2-D reconstruction of atmospheric concentration peaks from horizontal long path DOAS tomographic measurements: parametrisation and geometry within a discrete approach
- Institute of Environmental Physics, University of Heidelberg, Germany
Abstract. In this study, we theoretically investigate the reconstruction of 2-D cross sections through Gaussian concentration distributions, e.g. emission plumes, from long path DOAS measurements along a limited number of light paths. This is done systematically with respect to the extension of the up to four peaks and for six different measurement setups with 2-4 telescopes and 36 light paths each. We distinguish between cases with and without additional background concentrations.
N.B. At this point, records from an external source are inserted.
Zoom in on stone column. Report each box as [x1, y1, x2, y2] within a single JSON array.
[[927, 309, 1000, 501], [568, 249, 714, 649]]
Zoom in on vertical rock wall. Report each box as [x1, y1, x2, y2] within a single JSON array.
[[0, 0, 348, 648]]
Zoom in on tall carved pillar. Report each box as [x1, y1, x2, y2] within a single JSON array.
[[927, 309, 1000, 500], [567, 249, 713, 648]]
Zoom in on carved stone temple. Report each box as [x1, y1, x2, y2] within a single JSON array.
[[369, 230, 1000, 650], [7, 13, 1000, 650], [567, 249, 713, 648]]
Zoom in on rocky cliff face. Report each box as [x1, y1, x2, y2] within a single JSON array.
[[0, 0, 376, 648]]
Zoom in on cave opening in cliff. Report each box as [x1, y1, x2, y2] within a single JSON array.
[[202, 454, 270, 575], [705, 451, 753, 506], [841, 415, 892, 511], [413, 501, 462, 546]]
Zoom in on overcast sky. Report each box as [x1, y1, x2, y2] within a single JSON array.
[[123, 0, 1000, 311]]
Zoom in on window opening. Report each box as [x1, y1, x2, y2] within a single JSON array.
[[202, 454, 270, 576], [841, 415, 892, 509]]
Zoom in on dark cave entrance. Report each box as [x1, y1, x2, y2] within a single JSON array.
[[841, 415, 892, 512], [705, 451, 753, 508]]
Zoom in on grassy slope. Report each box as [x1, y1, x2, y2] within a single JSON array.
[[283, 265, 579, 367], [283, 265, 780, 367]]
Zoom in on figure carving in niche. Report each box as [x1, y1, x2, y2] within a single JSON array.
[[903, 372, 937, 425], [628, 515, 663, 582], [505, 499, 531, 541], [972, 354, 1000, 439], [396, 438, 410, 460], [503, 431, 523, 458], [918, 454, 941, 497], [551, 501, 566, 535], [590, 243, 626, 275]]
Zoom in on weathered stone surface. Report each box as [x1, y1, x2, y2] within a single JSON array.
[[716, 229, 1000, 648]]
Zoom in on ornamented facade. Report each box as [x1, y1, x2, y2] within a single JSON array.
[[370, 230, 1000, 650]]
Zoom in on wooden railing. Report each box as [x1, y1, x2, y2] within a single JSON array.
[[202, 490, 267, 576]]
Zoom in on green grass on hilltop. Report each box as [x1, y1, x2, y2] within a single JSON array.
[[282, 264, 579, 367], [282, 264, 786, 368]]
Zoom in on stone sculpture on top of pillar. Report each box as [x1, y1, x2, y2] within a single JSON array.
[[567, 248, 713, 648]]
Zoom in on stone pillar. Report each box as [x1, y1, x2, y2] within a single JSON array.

Our approach parametrises the unknown distribution by local piecewise constant or linear functions on a regular grid and solves the resulting discrete, linear system by a least squares minimum norm principle. We show that the linear parametrisation not only allows better representation of the distributions in terms of discretisation errors, but also better inversion of the system. We calculate area integrals of the concentration field (i.e. total emissions rates for non-vanishing perpendicular wind speed components) and show that reconstruction errors and reconstructed area integrals within the peaks for narrow distributions crucially depend on the resolution of the reconstruction grid. A recently suggested grid translation method for the piecewise constant basis functions, combining reconstructions from several shifted grids, is modified for the linear basis functions and proven to reduce overall reconstruction errors, but not the uncertainty of concentration integrals. We suggest a procedure to subtract additional background concentration fields before inversion. We find large differences in reconstruction quality between the geometries and conclude that, in general, for a constant number of light paths increasing the number of telescopes leads to better reconstruction results. It appears that geometries that give better results for negligible measurement errors and parts of the geometry that are better resolved are also less sensitive to increasing measurement errors.